Al suo arrivo l’animale presentava uno stato generale molto grave, ed evidenziava una profonda ferita all’altezza dell’inguine causata da un laccio metallico. Dopo le analisi di routine, l’animale è stato sottoposto ad una terapia d’urgenza e successivamente operato con successo per salvare gli organi genitali danneggiati e garantire la loro funzionalità.
Dopo alcuni giorni di degenza, l’animale è stato trasferito in un centro di recupero della fauna selvatica gestito dal Corpo Forestale dello Stato in Abruzzo dove, ha trascorso, nel suo ambiente naturale, il periodo delicato della riabilitazione.

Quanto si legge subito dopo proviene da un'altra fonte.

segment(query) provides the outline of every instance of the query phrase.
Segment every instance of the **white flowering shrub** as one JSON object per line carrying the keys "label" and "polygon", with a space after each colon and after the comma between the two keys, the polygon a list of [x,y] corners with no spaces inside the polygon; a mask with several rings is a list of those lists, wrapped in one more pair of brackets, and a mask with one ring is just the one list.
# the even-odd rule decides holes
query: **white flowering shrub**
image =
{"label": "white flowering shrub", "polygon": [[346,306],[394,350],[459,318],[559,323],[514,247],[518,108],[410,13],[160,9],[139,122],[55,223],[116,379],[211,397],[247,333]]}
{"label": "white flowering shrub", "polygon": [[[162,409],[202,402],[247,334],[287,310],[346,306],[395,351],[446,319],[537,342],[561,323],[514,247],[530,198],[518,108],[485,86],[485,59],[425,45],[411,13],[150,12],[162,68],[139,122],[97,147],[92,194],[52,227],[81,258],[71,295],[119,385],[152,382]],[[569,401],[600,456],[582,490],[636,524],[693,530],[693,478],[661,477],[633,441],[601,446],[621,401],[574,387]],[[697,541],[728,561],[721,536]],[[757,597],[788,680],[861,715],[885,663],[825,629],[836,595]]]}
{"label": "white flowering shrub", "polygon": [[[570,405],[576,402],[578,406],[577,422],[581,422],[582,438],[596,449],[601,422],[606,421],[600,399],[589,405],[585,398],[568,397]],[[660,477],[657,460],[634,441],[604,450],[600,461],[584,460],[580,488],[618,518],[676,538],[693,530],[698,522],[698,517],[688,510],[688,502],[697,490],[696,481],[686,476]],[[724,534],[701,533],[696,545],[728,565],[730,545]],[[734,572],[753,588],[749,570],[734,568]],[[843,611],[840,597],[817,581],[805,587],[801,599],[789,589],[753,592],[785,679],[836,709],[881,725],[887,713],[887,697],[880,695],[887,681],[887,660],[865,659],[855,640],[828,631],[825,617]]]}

Finalmente il 14 dicembre 2006 il lupo viene liberato nel Parco Nazionale del Gran Sasso e Monti della Laga (dove era stato trovato), munito di radiocollare satellitare GSM per seguire a distanza l’effettiva riuscita della reintroduzione. Il monitoraggio è ancora in corso, dalle diverse localizzazioni si può dedurre che il lupo ha coperto un’area di 360kmq circa (localizzazione di febbraio 2007) e che quasi sicuramente si è riunito al branco. Il collare continuerà a funzionare per circa due anni e poi si staccherà da solo.
Dunque la reintroduzione è perfettamente riuscita, questo grazie al Centro recupero Fauna selvatica della Lipu al Corpo Forestale dello Stato e al Parco Nazionale del Gran sasso e Monti della Laga.